A report by the Alzheimer’s Association reveals that Black and Hispanic adults over 65 are more at risk of developing Alzheimer’s and related diseases compared to older white adults. The “2022 Alzheimer’s Disease Facts and Figures” report estimates that 19% of older Black adults live with some form of Alzheimer’s, which contrasts with 14% of older Hispanics and 10% of older whites.
The report states that “race does not have a genetic basis, and genetic factors do not account for the large difference in prevalence and incidents among racial groups. Instead, research suggests, the difference in risk for Alzheimer’s and other dementias is explained by disparities produced by the historic and continued marginalization of Black and Hispanic people in the United States.”
Researchers cite increased risk from other health conditions such as cardiovascular disease and diabetes as a contributing factor to the higher Alzheimer’s risk.
Terry Spitz, Executive Director of the Desert Southwest Chapter of the Alzheimer’s Association told ABC15 that lack of participation in research studies from these harder hit populations is also a problem, but one that the association is working to address.
“This is an actual pillar that the entire Alzheimer's Association and all of our chapters have made a very big priority to reaching out to diverse communities not only in the education space but offering support groups and resources that they need,” Spitz said. “But it's also important to get involved in research and clinical trials.”

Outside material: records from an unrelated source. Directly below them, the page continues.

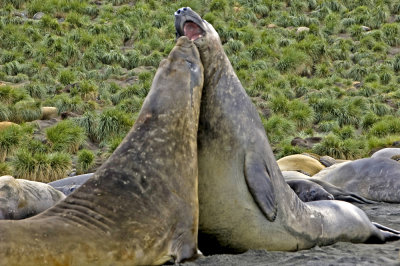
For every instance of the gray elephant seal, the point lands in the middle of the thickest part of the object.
(307, 190)
(69, 184)
(386, 153)
(140, 207)
(376, 179)
(244, 202)
(20, 198)
(336, 192)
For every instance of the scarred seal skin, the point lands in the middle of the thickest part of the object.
(140, 207)
(244, 202)
(20, 198)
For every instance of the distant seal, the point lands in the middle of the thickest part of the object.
(244, 202)
(20, 198)
(69, 184)
(300, 162)
(303, 188)
(376, 179)
(140, 207)
(387, 153)
(307, 190)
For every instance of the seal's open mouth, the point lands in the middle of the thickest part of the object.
(192, 30)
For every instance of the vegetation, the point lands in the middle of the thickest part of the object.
(95, 61)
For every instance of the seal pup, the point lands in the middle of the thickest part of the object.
(20, 198)
(302, 182)
(140, 207)
(387, 153)
(244, 202)
(376, 178)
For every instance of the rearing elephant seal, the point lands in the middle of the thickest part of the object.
(244, 202)
(140, 207)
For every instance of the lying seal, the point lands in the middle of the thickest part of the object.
(140, 207)
(69, 184)
(300, 162)
(20, 198)
(307, 190)
(298, 184)
(376, 179)
(244, 202)
(386, 153)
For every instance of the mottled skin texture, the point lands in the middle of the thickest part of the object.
(69, 184)
(20, 198)
(373, 178)
(140, 207)
(244, 202)
(300, 162)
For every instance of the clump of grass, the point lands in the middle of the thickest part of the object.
(4, 113)
(66, 136)
(41, 167)
(66, 77)
(85, 161)
(5, 169)
(278, 128)
(113, 122)
(89, 121)
(388, 125)
(10, 139)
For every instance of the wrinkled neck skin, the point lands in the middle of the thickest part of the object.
(140, 207)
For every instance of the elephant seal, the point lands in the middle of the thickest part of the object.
(244, 202)
(140, 207)
(20, 198)
(300, 162)
(376, 179)
(386, 153)
(307, 190)
(297, 178)
(69, 184)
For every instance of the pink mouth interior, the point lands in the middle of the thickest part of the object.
(192, 31)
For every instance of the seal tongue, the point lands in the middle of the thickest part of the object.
(192, 31)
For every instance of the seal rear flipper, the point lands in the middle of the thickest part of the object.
(260, 186)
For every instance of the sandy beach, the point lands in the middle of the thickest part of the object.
(341, 253)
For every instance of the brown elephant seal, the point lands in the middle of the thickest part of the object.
(140, 207)
(244, 202)
(300, 162)
(390, 153)
(70, 184)
(20, 198)
(376, 179)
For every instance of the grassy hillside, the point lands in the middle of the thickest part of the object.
(313, 68)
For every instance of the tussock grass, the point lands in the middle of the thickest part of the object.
(10, 139)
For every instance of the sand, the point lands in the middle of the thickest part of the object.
(341, 253)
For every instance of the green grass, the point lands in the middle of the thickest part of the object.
(98, 62)
(85, 161)
(66, 136)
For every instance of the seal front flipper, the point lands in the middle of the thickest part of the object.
(260, 185)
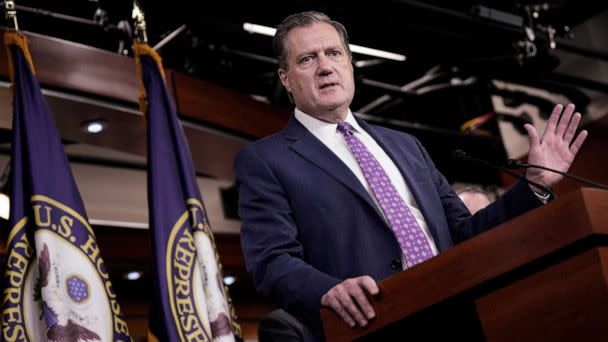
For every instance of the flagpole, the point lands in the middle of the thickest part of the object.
(10, 11)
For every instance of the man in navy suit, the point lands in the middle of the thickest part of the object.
(313, 232)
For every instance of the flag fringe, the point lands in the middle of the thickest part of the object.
(141, 49)
(19, 39)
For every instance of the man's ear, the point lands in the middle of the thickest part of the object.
(284, 79)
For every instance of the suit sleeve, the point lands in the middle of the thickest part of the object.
(516, 201)
(273, 254)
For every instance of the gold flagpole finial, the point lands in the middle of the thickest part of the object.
(139, 23)
(10, 11)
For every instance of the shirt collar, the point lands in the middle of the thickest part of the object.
(324, 129)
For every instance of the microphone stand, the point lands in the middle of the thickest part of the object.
(460, 154)
(514, 164)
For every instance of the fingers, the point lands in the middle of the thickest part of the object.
(553, 119)
(532, 135)
(564, 121)
(349, 300)
(331, 300)
(569, 134)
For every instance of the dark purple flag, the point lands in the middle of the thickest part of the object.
(55, 282)
(191, 302)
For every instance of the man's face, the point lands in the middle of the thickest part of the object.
(320, 73)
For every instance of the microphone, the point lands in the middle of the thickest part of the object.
(516, 164)
(462, 155)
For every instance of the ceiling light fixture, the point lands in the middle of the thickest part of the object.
(94, 126)
(269, 31)
(229, 280)
(133, 275)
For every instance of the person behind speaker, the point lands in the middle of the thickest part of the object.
(314, 233)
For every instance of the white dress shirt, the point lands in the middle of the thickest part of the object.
(329, 135)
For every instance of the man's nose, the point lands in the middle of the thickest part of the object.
(325, 66)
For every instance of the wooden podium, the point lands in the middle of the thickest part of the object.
(541, 276)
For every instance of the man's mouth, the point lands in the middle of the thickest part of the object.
(327, 85)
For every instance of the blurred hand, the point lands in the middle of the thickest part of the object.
(349, 300)
(557, 148)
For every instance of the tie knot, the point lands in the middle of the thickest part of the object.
(344, 128)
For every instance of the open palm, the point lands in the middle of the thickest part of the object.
(557, 147)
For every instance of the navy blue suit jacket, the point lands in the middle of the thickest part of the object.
(308, 223)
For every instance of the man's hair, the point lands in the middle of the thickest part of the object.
(303, 19)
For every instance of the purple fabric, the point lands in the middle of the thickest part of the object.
(414, 245)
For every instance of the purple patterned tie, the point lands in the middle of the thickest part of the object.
(414, 245)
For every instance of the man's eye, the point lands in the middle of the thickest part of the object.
(305, 59)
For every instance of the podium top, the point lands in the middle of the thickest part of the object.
(576, 219)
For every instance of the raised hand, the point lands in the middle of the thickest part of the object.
(349, 300)
(557, 148)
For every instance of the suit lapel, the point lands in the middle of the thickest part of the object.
(313, 150)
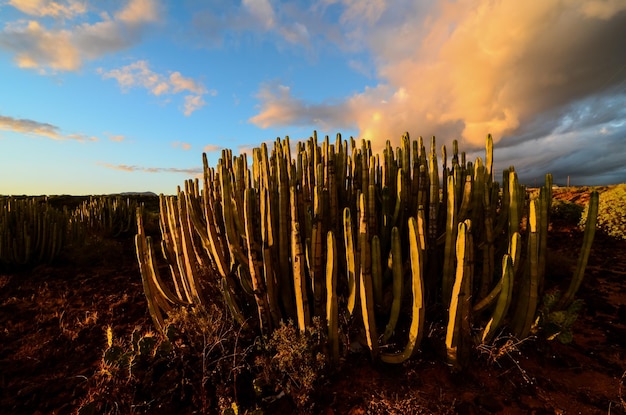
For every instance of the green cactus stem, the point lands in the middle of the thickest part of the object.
(456, 341)
(365, 285)
(395, 257)
(332, 307)
(351, 269)
(298, 264)
(416, 329)
(504, 300)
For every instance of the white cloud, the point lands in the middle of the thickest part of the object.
(139, 75)
(66, 45)
(210, 148)
(193, 103)
(36, 128)
(261, 11)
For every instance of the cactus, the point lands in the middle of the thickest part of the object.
(590, 230)
(416, 330)
(268, 233)
(456, 337)
(396, 266)
(332, 307)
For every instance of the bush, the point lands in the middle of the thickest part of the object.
(611, 212)
(293, 364)
(196, 367)
(566, 212)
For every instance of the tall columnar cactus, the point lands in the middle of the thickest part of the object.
(334, 229)
(31, 231)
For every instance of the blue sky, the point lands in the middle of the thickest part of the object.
(124, 95)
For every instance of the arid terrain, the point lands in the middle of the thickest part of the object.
(53, 322)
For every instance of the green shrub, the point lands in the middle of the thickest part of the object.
(611, 212)
(566, 211)
(293, 363)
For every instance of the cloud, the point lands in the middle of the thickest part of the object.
(210, 148)
(280, 108)
(116, 137)
(179, 144)
(139, 75)
(134, 168)
(261, 11)
(460, 70)
(193, 103)
(36, 128)
(67, 44)
(297, 25)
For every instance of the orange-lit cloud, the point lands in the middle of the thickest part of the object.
(117, 137)
(180, 144)
(134, 168)
(65, 46)
(209, 148)
(36, 128)
(462, 69)
(57, 9)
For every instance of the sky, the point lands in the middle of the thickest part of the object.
(100, 97)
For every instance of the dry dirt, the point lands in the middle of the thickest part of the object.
(52, 322)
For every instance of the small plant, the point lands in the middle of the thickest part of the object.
(194, 364)
(611, 212)
(566, 212)
(557, 324)
(292, 363)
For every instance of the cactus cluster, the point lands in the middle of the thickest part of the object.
(34, 231)
(329, 228)
(109, 216)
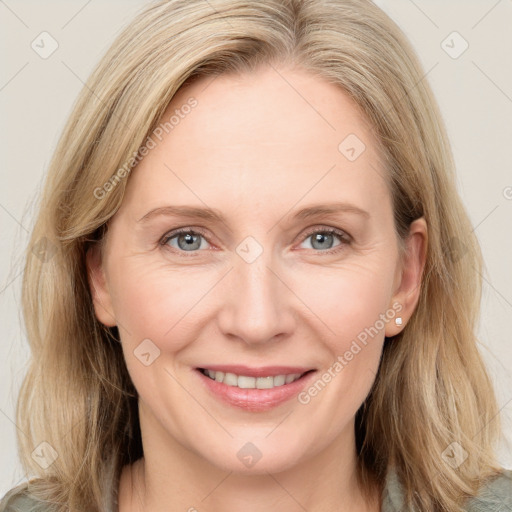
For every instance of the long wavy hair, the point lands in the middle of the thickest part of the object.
(432, 388)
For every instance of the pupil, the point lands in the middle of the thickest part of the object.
(321, 238)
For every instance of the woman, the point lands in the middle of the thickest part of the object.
(195, 347)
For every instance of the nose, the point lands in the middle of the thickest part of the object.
(256, 305)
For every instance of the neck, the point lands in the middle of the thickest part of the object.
(172, 478)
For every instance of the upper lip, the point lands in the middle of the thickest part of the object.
(262, 371)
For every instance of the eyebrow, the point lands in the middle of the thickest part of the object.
(212, 214)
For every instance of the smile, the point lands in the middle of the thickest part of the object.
(248, 382)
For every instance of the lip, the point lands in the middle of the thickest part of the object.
(262, 371)
(255, 400)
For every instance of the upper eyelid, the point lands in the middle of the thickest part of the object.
(341, 233)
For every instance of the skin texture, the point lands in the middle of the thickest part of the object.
(257, 150)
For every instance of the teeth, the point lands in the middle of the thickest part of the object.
(246, 382)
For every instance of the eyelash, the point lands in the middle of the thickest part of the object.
(343, 237)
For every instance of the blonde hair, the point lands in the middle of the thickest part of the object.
(431, 389)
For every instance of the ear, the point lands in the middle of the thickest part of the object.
(409, 276)
(98, 284)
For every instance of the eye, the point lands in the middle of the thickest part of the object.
(185, 240)
(322, 239)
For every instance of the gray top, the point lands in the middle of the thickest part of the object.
(496, 496)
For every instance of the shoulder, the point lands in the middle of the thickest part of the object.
(494, 496)
(20, 500)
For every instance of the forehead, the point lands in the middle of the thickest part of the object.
(269, 136)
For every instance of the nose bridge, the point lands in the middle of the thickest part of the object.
(257, 308)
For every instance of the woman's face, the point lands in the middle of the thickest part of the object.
(288, 264)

Statistics specific to Arizona were also included in the report.
The number of Arizonans that develop Alzheimer’s or a related illness is expected to increase from an estimated 150,000 today to 200,000 by 2028. This is a 33.3% increase, which ranks first in the country.
An increased number of older adults with Alzheimer’s means an increased demand for a professional workforce. Currently, the association says that there are 92 geriatricians in Arizona. This would need to triple by 2050 to meet the increased demand.
Arizona also ranks first in the average number of caregiver hours. 257,000 caregivers in the state are estimated to give 501 million hours of unpaid care, for a total unpaid value of just under $9.6 billion. Many of these caregivers are suffering themselves. 53.5% have chronic health conditions and 15.4% live with depression.